Saturday, July 11, 2009

>INDIAN ENGINEERING (MOTILAL OSWAL)

Sector outperformance of 32% since March 2009; valuations running ahead of earnings
Our Engineering and Capital Goods universe, comprising ABB, BHEL, Crompton Greaves, L&T and Siemens, has delivered 81% returns since March 2009, v/s 49% by BSE Sensex. The recent outperformance had been driven by expectations of positive impact on business environment with continuity of government. Post the recent outperformance, 1-year forward sector P/E now stands at 22x FY11 and is in-line with 21x, average during FY05-09. The period between FY05-09 was one of the best periods in terms of power and industrial capex, resulting in earnings CAGR of 38%. During FY09-11, we expect earnings CAGR of 17%, and thus the current P/E of 22x leaves limited room for further outperformance, until visibility improves further on order intake and thus earnings.

Valuation multiples converge in uncertain earnings outlook period
Our analysis indicates convergence of valuation multiples for Engineering and Capital Goods sector during periods when earnings outlook is uncertain. For instance, in FY02 and FY03, P/E multiples (1-year forward) had converged at 7.5-9.0x. These periods coincided with beginning of the revival of the industrial cycle, and sector reported earnings growth of 57% YoY in FY02 and 15% YoY in FY03 vs negative earnings growth of 17% CAGR during FY98-01. Similarly, we notice that currently, the sector P/Es have largely converged, again given the uncertain earnings outlook.

Current valuations partly factor in industrial recovery; ABB, Siemens and L&T more leveraged

  • ABB, Siemens are highly leveraged to private capex.
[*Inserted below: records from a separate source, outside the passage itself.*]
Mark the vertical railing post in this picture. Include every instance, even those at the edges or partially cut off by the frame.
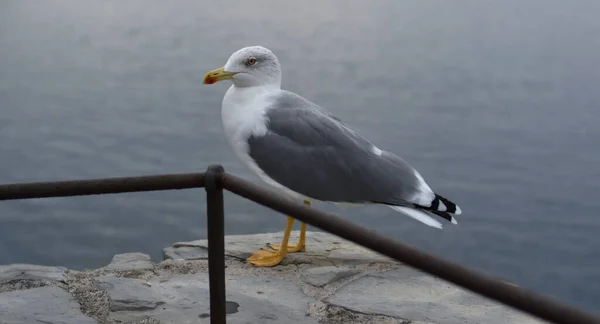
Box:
[204,165,226,324]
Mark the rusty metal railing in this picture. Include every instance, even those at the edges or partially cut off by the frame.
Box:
[0,165,600,324]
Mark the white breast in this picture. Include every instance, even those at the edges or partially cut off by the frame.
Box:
[221,86,307,199]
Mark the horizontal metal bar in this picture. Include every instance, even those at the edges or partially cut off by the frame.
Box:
[0,173,204,200]
[222,173,600,324]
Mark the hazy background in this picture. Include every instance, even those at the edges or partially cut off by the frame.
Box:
[0,0,600,311]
Thus, the valuation will expand in the event of industrial capex recovery. Currently, both companies already quote at 30% premium to sector average.
  • BHEL’s recent sector underperformance of 33% since March 2009 is driven by moderate earnings upgrades expectations as compared to peers, post continuity of government.
  • L&T trades at premium of 10% to sector average and we believe that any further premium expansion is contingent on industrial capex rebound and success of new ventures like ship building, power equipment, nuclear, railways.

Valuation and view: We remain Neutral on the sector since it trades at one year forward P/E of 22x, in line with average during best period of earnings CAGR for the sector (FY05-FY09).